This was a really silly version of Raymond Chandler's novel Farewell My Lovely. Apparently, there was a series of movies featuring Leslie Charteris' character, The Saint, in the late 30s and early 40s. It was so popular that another studio decided to create their own hero, The Falcon. The series even starred George Sanders, who had played The Saint. He starred in three of the films, then his brother took over. This was the second one, and although it is not really awful, it was painfully silly. If you want to see a version of Chandler's novel, see the 1944 film Murder My Sweet. If you want an empty good time, watch this one.
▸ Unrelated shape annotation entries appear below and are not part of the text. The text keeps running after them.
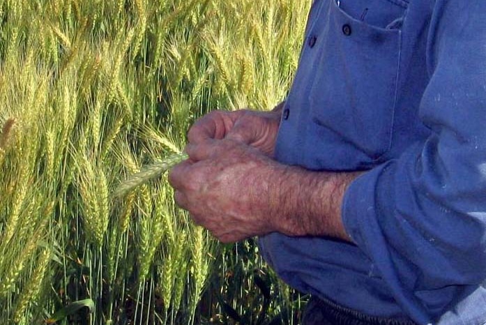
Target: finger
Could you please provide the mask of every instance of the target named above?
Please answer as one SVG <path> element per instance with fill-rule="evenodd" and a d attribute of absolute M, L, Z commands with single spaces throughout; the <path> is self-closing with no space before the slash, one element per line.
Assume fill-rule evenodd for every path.
<path fill-rule="evenodd" d="M 189 144 L 184 149 L 193 162 L 205 160 L 221 151 L 220 140 L 211 140 L 197 144 Z"/>
<path fill-rule="evenodd" d="M 238 121 L 226 135 L 225 139 L 250 144 L 254 142 L 257 137 L 257 135 L 252 126 L 249 125 L 248 120 Z"/>
<path fill-rule="evenodd" d="M 233 121 L 227 112 L 213 111 L 194 123 L 188 133 L 188 141 L 199 144 L 209 139 L 222 139 L 232 126 Z"/>
<path fill-rule="evenodd" d="M 191 181 L 190 174 L 192 162 L 184 160 L 174 166 L 169 172 L 169 183 L 176 190 L 184 190 Z"/>

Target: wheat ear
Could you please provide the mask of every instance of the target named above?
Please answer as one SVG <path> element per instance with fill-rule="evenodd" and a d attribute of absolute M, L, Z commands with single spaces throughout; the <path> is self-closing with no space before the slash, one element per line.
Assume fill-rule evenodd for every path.
<path fill-rule="evenodd" d="M 139 172 L 132 175 L 130 178 L 120 184 L 113 193 L 114 196 L 121 197 L 126 195 L 136 187 L 146 183 L 151 179 L 159 177 L 174 165 L 188 158 L 188 154 L 185 153 L 173 153 L 162 161 L 144 167 Z"/>

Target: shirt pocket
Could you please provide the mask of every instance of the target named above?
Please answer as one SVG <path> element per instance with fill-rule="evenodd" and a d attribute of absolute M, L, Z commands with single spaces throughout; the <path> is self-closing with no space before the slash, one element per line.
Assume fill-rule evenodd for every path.
<path fill-rule="evenodd" d="M 360 162 L 369 164 L 391 145 L 407 3 L 340 2 L 340 6 L 336 0 L 328 1 L 328 22 L 319 36 L 321 56 L 310 92 L 310 114 L 312 122 L 335 139 L 365 153 L 367 161 Z"/>

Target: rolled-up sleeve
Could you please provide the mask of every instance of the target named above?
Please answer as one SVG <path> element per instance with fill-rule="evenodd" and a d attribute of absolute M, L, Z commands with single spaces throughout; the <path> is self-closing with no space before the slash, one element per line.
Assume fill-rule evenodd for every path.
<path fill-rule="evenodd" d="M 397 301 L 439 315 L 431 292 L 486 278 L 486 1 L 436 1 L 427 60 L 430 136 L 355 180 L 342 218 Z"/>

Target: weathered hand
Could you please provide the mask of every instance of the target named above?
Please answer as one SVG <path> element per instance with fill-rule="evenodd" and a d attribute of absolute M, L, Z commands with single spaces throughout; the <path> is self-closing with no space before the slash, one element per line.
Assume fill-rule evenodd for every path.
<path fill-rule="evenodd" d="M 273 197 L 279 169 L 259 150 L 224 139 L 190 144 L 190 159 L 174 167 L 169 180 L 175 200 L 195 222 L 222 242 L 275 231 Z"/>
<path fill-rule="evenodd" d="M 190 144 L 208 139 L 231 139 L 273 156 L 282 105 L 271 112 L 241 109 L 213 111 L 196 121 L 188 133 Z"/>

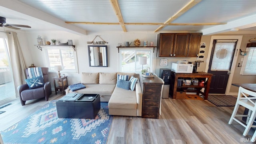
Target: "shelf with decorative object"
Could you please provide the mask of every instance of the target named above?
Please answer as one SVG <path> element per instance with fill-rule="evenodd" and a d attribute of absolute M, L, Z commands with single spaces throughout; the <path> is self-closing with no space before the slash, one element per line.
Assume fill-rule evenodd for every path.
<path fill-rule="evenodd" d="M 75 51 L 76 51 L 76 46 L 75 45 L 35 45 L 34 46 L 36 46 L 37 48 L 38 48 L 39 50 L 42 50 L 42 48 L 43 47 L 53 47 L 53 46 L 69 46 L 72 47 L 73 48 L 73 49 Z"/>
<path fill-rule="evenodd" d="M 153 52 L 155 52 L 155 48 L 156 48 L 156 46 L 117 46 L 116 48 L 118 49 L 118 53 L 119 53 L 119 48 L 154 48 L 153 49 Z"/>
<path fill-rule="evenodd" d="M 195 92 L 196 92 L 196 94 L 199 95 L 201 94 L 204 96 L 204 100 L 207 100 L 208 98 L 208 93 L 210 90 L 210 86 L 211 83 L 211 80 L 212 76 L 213 74 L 206 72 L 199 72 L 197 73 L 176 73 L 174 72 L 171 72 L 171 83 L 170 84 L 170 94 L 172 96 L 173 99 L 180 99 L 177 98 L 177 94 L 182 94 L 182 92 L 186 90 L 180 91 L 181 89 L 184 90 L 184 89 L 188 90 L 188 88 L 193 88 Z M 198 79 L 206 79 L 206 81 L 204 80 L 204 83 L 203 85 L 194 85 L 193 84 L 190 85 L 182 85 L 181 86 L 179 86 L 178 84 L 178 79 L 179 78 L 196 78 Z M 204 88 L 203 91 L 201 91 L 201 90 Z M 187 92 L 190 92 L 187 91 Z M 182 95 L 186 95 L 186 92 L 182 93 Z"/>

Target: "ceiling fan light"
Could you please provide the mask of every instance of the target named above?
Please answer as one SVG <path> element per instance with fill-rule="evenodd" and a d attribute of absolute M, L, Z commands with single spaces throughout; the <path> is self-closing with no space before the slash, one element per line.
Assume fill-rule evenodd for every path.
<path fill-rule="evenodd" d="M 230 29 L 230 31 L 232 32 L 237 32 L 239 30 L 239 29 L 236 28 L 232 28 Z"/>

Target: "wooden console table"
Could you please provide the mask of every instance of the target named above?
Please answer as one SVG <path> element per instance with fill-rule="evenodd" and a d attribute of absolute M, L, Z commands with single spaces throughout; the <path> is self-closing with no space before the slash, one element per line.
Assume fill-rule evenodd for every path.
<path fill-rule="evenodd" d="M 143 93 L 141 117 L 158 119 L 162 80 L 156 76 L 146 78 L 140 74 L 140 83 Z"/>
<path fill-rule="evenodd" d="M 213 74 L 205 72 L 198 72 L 198 73 L 192 73 L 191 74 L 186 73 L 176 73 L 172 72 L 171 72 L 171 84 L 170 85 L 170 94 L 172 96 L 172 98 L 176 98 L 176 92 L 177 92 L 177 88 L 194 88 L 198 91 L 198 94 L 199 93 L 202 94 L 204 96 L 204 100 L 207 100 L 208 98 L 208 93 L 210 89 L 210 86 L 211 84 L 212 76 Z M 191 85 L 183 85 L 181 86 L 177 86 L 178 79 L 179 78 L 207 78 L 207 80 L 204 82 L 204 86 Z M 204 88 L 204 92 L 201 92 L 200 90 Z"/>
<path fill-rule="evenodd" d="M 54 84 L 54 89 L 55 90 L 55 94 L 57 94 L 57 91 L 62 92 L 63 95 L 65 95 L 65 90 L 68 87 L 68 76 L 61 78 L 55 77 L 52 78 L 53 79 L 53 83 Z M 58 82 L 61 82 L 60 85 L 58 84 L 58 86 L 56 85 L 56 80 Z M 64 83 L 64 81 L 66 81 L 66 83 Z"/>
Moose Malloy (Ward Bond) is a thug recently released from prison who likes to snap people's necks with his apelike strength. He is looking for his old girlfriend, and goes to a club where she used to work. He runs into Goldy Lock (Allen Jenkins), the sidekick to Gay Lawrence, a.k.a. the Falcon (Sanders). When Moose kills the manager because he won't tell him where his girl is, he takes Goldy hostage and uses his car as a getaway. Predictably, The Falcon is intrigued, and instead of going the other way, he investigates. See, he's not just a handsome playboy. He's also an American Sherlock Holmes. He and Goldy try to figure out where Moose is hiding as the bodies pile up, and The Falcon realizes that another case he's involved in, to recover a stolen necklace, is tied up with Moose too.
We watched this in my Film Noir class along with the much better Murder My Sweet to show the difference between film noir and other films based on the same material. This one was notably more upbeat, despite the murders. It also featured characters who could only be included for comedy relief. It reminded me of some sitcoms on television, the ones that make you laugh, but you can't remember any of the jokes an hour later.